The setup is pretty straightforward. Two investigators, Seth and Alex, are out at a cabin property doing what they call "bigfooting" — basically wandering the woods, listening for vocalizations, and trying to catch anything unusual on camera. The conditions were brutal. Snow was coming down hard, temperatures dropping into the low 20s, and everything was coated in ice. Not exactly prime weather for a long night in the woods, but these guys committed.
One of the first things that caught my attention was a comment Alex made early on about how Bigfoot may have domesticated coyotes to act as hunting dogs. That's a theory that pops up every now and then in the community, and it's always fascinating to hear researchers talk about it out in the field. Coyotes behaving unusually, trailing something, or showing up in places they shouldn't — it all feeds into that idea.

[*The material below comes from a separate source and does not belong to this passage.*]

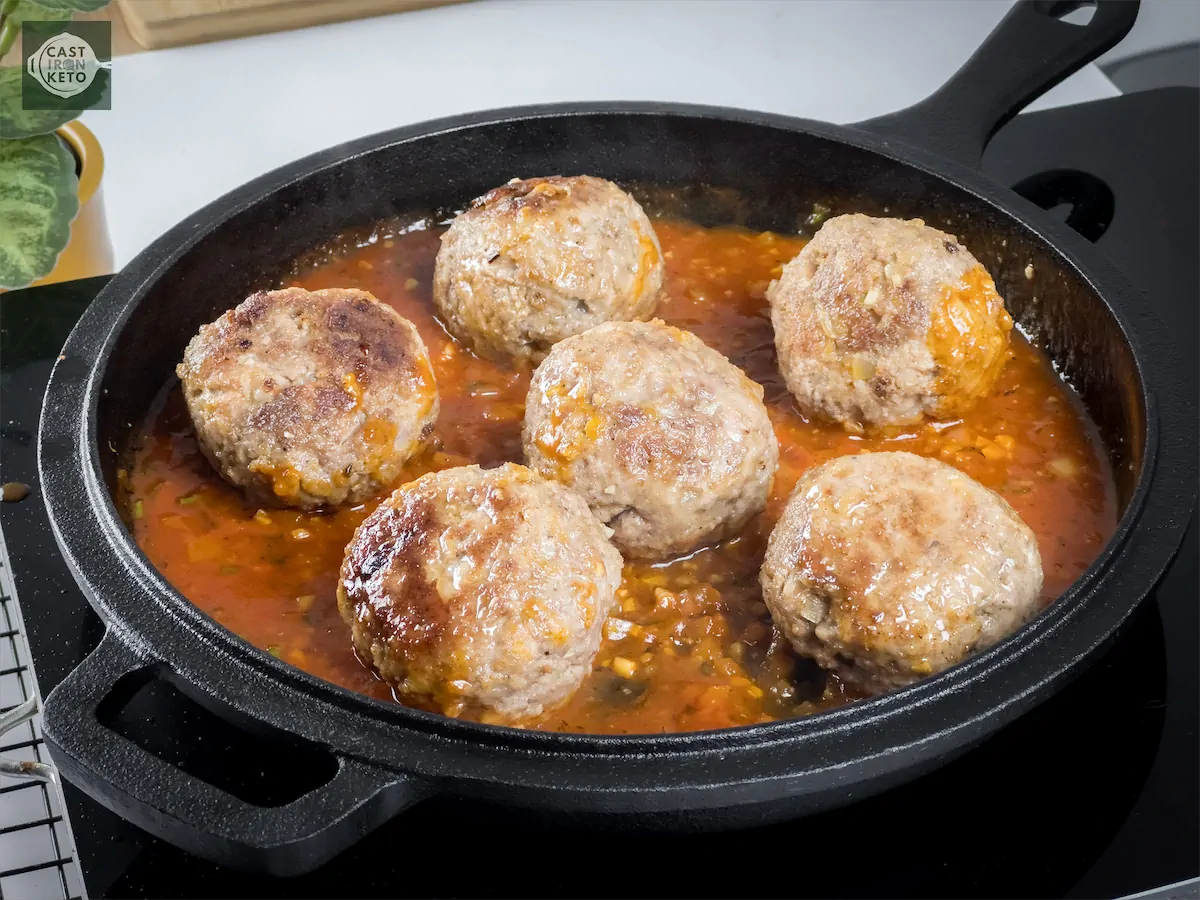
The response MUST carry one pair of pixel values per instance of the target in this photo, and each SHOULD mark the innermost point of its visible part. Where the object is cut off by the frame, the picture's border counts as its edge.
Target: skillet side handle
(191, 814)
(1026, 54)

Then they started finding things. A massive skeleton of some kind that had clearly been there a while. Animal carcasses hanging up in the trees — turkeys, from the looks of it. And here's where it gets interesting. Finding prey animals cached in trees is something that's been reported in Bigfoot encounters for decades. Witnesses have described seeing deer carcasses, raccoons, and other animals placed up in branches, almost like they were stored there. The idea being that whatever did it wanted to keep its food away from other scavengers. It's one of those behavioral patterns that researchers keep an eye on.

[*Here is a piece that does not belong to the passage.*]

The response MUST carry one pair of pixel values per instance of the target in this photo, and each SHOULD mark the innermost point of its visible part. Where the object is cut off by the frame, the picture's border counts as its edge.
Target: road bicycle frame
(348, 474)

While they were checking out the area, one of them knocked on a tree — you know how investigators do — and almost immediately, something knocked back. Twice. From up the hill. They both heard it. The woods were mostly barren, so visibility was decent, but they couldn't spot anything. Could have been ice cracking, could have been wind, but the timing was suspicious enough to make them pause.
Later that night, Seth was sleeping up in his Jeep near what they called the Rougarou woods — a spot where Alex and another investigator, Eli, had stayed while filming a different project called Beyond the Trail. Around 3:15 or 3:20 in the morning, he heard a loud percussive sound off to his right, toward the river woods. He laid there for almost 40 minutes waiting to hear it again, but nothing. With everything iced over, tree limbs snapping is a real possibility, but a single loud bang in the middle of the night in Bigfoot territory? That's the kind of thing that keeps you awake.
They also brought out a thermal unit at one point and caught eyes up on the hill behind the cabin. It turned out to most likely be a deer, but the way it just stood there watching them without moving was strange. It eventually took off, but the behavior was odd enough that they both commented on it.
And then there's the light. Seth noticed a white light over by his car — a car he had shut off and checked. He was certain the lights were off. Alex saw it too. They walked over to investigate, but by the time they got close, it was gone. No explanation, no source. Just a light that shouldn't have been there.
One of the more interesting conversations in the episode touched on the Ohio Howl — a recording that's considered something of a gold standard for vocalizations out of Ohio. It came from Columbiana County, which is right next to where they were investigating. If you're not familiar with the Ohio Howl, it's one of those recordings that comes up constantly in Bigfoot discussion circles. Loud, sustained, and unlike anything a known animal produces. The fact that they're working territory neighboring where that recording originated adds a layer of context to everything they were hearing — or hoping to hear.
Honestly, this episode has a lot of the small, weird stuff that makes field investigations compelling. Nothing definitive, nothing that screams "gotcha," but a steady buildup of odd moments — knocks, cached animals, unexplained lights, sounds in the dark. The kind of stuff that makes you want to go pull up the full episode and watch it yourself.
Definitely worth the watch if you haven't seen it yet.